South Korea is now the world's 4th largest arms exporter. Most people still think Korea exports cars and phones.

When Russia invaded Ukraine in 2022, European countries panicked. They needed weapons fast. Germany had to retool. France was slow. Then Poland made a move nobody saw coming. They signed a $13.7 billion contract with South Korea. K2 tanks. K9 howitzers. FA-50 fighter jets. Delivery starting within months, not years.
In 2023, South Korea exported $14 billion in arms — the highest in the country's history. Hanwha Aerospace's K9 self-propelled howitzer is now in service or contracted with nine countries: Poland, Turkey, India, Finland, Norway, Estonia, Australia, Egypt, Romania.

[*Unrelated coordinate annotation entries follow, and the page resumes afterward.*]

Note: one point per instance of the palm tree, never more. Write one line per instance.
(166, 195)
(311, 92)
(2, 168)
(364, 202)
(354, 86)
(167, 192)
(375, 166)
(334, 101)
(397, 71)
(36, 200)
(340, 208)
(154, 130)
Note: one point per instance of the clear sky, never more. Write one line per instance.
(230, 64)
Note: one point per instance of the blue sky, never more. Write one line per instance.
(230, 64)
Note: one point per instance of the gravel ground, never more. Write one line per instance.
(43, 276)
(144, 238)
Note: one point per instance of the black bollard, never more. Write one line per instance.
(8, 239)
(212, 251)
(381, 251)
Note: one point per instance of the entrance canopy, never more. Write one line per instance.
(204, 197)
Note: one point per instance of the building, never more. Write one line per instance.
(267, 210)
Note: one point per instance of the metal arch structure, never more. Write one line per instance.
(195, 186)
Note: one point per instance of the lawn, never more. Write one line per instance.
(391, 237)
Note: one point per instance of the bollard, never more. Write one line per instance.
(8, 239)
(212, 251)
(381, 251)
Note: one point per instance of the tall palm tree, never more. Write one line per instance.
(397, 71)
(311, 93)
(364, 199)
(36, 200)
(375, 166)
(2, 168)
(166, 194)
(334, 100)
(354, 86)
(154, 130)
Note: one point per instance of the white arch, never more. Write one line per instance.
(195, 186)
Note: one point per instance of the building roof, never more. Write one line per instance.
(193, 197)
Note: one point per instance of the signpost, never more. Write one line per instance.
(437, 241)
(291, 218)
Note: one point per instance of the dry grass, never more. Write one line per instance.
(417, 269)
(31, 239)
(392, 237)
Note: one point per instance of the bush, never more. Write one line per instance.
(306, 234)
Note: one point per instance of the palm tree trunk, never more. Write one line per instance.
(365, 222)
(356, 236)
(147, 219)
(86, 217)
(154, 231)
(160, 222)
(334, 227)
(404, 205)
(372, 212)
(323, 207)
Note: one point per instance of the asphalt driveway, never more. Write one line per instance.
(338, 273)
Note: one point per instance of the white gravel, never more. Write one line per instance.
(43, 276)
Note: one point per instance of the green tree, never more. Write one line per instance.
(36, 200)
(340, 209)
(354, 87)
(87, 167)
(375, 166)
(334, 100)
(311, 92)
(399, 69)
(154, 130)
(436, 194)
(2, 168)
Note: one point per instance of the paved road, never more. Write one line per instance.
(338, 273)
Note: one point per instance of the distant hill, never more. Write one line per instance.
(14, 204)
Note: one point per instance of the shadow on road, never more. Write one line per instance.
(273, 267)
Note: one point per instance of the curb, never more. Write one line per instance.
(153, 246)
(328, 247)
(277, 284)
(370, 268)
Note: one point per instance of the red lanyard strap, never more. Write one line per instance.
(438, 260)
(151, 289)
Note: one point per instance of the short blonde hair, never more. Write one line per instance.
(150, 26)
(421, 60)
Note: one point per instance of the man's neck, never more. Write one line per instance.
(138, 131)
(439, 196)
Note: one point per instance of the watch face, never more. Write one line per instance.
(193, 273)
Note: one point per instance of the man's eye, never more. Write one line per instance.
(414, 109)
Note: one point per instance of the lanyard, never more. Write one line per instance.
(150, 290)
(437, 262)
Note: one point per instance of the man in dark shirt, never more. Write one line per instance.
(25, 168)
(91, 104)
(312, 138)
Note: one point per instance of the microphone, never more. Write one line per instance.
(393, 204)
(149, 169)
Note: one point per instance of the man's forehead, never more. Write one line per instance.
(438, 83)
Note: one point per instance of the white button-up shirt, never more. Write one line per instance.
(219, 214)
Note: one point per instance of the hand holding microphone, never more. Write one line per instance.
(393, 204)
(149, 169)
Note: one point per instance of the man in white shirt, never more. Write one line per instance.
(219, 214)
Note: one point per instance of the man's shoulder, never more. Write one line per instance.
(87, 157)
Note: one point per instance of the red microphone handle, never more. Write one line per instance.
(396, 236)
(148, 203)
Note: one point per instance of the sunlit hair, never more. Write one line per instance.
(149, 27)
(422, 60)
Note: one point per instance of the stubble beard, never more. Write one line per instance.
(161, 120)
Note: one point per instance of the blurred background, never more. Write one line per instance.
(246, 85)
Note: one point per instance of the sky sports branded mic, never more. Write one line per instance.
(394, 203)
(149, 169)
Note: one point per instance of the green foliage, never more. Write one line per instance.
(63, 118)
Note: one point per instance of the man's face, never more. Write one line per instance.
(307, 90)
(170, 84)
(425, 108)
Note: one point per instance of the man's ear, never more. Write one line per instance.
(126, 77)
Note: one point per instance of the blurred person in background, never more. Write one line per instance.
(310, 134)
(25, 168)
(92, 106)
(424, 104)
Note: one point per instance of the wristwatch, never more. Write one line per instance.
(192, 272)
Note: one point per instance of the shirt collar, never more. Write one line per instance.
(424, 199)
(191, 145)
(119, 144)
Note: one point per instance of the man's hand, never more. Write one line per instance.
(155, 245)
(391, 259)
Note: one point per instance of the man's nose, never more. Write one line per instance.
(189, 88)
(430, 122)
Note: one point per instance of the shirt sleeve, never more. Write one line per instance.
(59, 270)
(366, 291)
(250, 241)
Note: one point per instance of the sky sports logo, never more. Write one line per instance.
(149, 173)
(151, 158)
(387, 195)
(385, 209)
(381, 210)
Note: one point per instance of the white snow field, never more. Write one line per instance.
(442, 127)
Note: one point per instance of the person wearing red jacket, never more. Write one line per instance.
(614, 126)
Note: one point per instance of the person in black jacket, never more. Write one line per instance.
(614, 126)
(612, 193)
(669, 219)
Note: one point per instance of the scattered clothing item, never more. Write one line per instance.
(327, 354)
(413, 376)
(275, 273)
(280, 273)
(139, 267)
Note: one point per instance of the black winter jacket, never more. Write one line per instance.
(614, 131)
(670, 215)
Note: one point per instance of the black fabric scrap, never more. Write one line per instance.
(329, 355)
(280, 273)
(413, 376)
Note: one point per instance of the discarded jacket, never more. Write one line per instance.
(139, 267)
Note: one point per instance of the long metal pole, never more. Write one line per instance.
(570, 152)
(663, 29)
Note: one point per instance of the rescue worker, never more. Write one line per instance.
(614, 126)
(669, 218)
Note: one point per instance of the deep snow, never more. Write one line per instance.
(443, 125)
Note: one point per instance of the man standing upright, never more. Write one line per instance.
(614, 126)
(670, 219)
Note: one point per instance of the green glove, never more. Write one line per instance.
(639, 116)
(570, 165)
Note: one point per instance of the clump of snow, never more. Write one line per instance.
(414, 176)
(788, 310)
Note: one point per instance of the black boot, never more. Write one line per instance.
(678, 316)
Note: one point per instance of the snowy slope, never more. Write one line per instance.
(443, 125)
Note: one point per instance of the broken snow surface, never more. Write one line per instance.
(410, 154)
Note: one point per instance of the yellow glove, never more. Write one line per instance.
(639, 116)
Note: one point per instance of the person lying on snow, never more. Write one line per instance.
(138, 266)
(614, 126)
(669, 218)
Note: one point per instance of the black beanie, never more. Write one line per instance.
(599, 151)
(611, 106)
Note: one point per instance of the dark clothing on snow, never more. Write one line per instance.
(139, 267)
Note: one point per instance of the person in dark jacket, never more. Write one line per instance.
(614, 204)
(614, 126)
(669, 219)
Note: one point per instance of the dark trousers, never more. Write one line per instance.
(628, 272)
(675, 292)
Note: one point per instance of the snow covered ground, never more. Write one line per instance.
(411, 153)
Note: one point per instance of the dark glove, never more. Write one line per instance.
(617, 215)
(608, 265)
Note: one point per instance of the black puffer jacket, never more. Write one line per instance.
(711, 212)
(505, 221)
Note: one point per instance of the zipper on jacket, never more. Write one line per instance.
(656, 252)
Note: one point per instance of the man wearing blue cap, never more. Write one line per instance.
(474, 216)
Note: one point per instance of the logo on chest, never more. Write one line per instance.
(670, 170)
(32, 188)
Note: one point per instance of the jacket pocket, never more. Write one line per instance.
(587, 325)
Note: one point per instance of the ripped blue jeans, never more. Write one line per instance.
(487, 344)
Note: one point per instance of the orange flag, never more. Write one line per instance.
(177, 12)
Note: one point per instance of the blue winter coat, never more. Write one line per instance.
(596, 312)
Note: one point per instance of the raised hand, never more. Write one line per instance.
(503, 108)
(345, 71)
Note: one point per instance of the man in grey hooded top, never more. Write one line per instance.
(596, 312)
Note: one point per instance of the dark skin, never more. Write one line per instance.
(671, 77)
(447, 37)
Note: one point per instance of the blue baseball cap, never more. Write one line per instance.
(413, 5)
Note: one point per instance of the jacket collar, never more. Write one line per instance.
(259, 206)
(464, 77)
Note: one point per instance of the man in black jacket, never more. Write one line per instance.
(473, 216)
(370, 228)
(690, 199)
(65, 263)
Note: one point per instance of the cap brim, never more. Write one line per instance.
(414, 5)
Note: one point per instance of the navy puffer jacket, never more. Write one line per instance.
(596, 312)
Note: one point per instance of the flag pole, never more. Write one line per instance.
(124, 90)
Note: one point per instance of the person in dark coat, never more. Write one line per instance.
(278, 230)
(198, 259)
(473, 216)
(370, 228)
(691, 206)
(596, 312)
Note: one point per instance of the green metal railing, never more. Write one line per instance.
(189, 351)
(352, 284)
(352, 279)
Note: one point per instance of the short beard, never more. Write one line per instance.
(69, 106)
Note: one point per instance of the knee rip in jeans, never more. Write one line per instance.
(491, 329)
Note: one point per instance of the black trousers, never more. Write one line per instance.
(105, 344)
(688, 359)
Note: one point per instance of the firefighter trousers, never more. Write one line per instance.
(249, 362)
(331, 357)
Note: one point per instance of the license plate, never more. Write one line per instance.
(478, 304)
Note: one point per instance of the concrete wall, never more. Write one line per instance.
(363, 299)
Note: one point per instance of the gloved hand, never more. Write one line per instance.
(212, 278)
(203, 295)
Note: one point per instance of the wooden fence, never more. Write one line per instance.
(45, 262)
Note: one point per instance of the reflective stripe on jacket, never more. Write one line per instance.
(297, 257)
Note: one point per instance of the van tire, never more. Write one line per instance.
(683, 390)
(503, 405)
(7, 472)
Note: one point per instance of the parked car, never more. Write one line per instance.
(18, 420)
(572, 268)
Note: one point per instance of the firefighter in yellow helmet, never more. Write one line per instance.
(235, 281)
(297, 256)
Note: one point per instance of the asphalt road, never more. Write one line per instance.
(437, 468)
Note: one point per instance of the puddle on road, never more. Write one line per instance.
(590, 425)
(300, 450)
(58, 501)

Australia chose Hanwha over Rheinmetall for its $4.5 billion armored vehicle program. Saudi Arabia bought K9s. Hyundai Rotem is exporting K2 tanks. KAI's FA-50 is becoming the default light combat jet for nations that can't afford F-35s.
Korea's edge isn't just price. It's industrial speed. European defense companies take 5 to 7 years to deliver. Korean firms ship in 18 months. The Polish K2 deal proved Korean industry can deliver at scale during an active war.
The Korean government's target is to become the world's 4th largest arms exporter by 2027 — overtaking Russia. They're already 87% of the way there.
The country that built the world's fastest manufacturing economy is now building the world's fastest defense industry. Same playbook. Different industry.